Now let me break this down: it’s 2018, and there are still people out there who think it’s okay to force someone to change who they are as a person. They’re willing to risk the psychological health of the minors in their lives in order to fulfill a need of their own: making sure the minor lives an entirely sin-free life as a heterosexual, completely overlooking other sins the minor may be committing, such as anger, lust, or dishonesty (things all human beings will encounter at some point in their lives). Why are these sins overlooked, while homosexuality is dragged to the forefront and more or less forced out of them?

Now, what I’ve done above — mentioning specific sins to suit my needs — is out of context. I know it is. But I also know that, fundamentally, it’s wrong to judge others or to try and change them. As a rational, well-balanced human being, I know it’s not my place to tell someone what to do with their life. What if I went up to someone and said, “Your religion is wrong, and that makes you wrong, and you’re a bad person. You’re an abomination. I’m going to force you into this, I’m going to take away a part of who you are so you fit my idea of what is ‘right’ and ‘good.’”

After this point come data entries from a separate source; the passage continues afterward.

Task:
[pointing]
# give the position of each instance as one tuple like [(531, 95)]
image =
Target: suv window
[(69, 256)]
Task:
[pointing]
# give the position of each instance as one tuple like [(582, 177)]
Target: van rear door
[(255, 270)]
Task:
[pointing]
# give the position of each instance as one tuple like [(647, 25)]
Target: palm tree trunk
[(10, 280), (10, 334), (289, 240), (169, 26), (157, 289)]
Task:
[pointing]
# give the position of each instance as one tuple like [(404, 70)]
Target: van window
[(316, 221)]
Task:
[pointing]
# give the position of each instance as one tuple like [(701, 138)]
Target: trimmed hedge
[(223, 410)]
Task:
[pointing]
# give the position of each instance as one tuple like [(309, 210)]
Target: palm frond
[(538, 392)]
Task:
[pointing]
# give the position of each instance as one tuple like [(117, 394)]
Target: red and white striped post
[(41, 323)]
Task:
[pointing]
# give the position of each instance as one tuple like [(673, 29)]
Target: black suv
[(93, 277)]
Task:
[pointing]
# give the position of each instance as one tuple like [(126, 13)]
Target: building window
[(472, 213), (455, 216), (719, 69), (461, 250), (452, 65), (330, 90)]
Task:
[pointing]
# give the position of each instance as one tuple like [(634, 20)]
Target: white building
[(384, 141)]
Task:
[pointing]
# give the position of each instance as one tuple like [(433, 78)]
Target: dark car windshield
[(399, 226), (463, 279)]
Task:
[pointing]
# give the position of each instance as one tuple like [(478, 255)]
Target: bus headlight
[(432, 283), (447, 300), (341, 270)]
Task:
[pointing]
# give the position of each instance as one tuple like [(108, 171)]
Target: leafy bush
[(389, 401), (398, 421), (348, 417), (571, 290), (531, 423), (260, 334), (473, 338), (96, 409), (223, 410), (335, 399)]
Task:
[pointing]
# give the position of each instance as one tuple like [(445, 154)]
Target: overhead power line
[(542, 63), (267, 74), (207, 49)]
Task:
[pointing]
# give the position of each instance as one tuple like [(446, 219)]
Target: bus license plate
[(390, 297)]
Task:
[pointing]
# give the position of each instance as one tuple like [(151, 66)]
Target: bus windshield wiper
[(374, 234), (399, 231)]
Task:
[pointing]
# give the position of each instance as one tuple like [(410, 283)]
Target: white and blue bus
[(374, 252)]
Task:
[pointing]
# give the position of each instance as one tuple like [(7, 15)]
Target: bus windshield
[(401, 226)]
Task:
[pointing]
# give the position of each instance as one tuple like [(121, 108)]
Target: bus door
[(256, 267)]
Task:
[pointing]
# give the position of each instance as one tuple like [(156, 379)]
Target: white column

Having said this, I know not all Christians support conversion therapy. Of course they don’t; you can’t lump an entire community together and judge them on the judgements of some. But there’s a large enough group of people who do that it’s still something we need to discuss.

I have no problems with Christians. I have problems with people who think it’s okay to use their religion to justify their shitty behaviour and discriminatory views — especially homophobia.

A lot of the time, it seems that the Bible is used as a sort of shield: “But it says in the Bible … ” Yes, I know what it says. It also says “Thou shalt love thy neighbour as thyself.” So, those of you who judge others, bash them, tell them who they are as a person is wrong: what are you doing?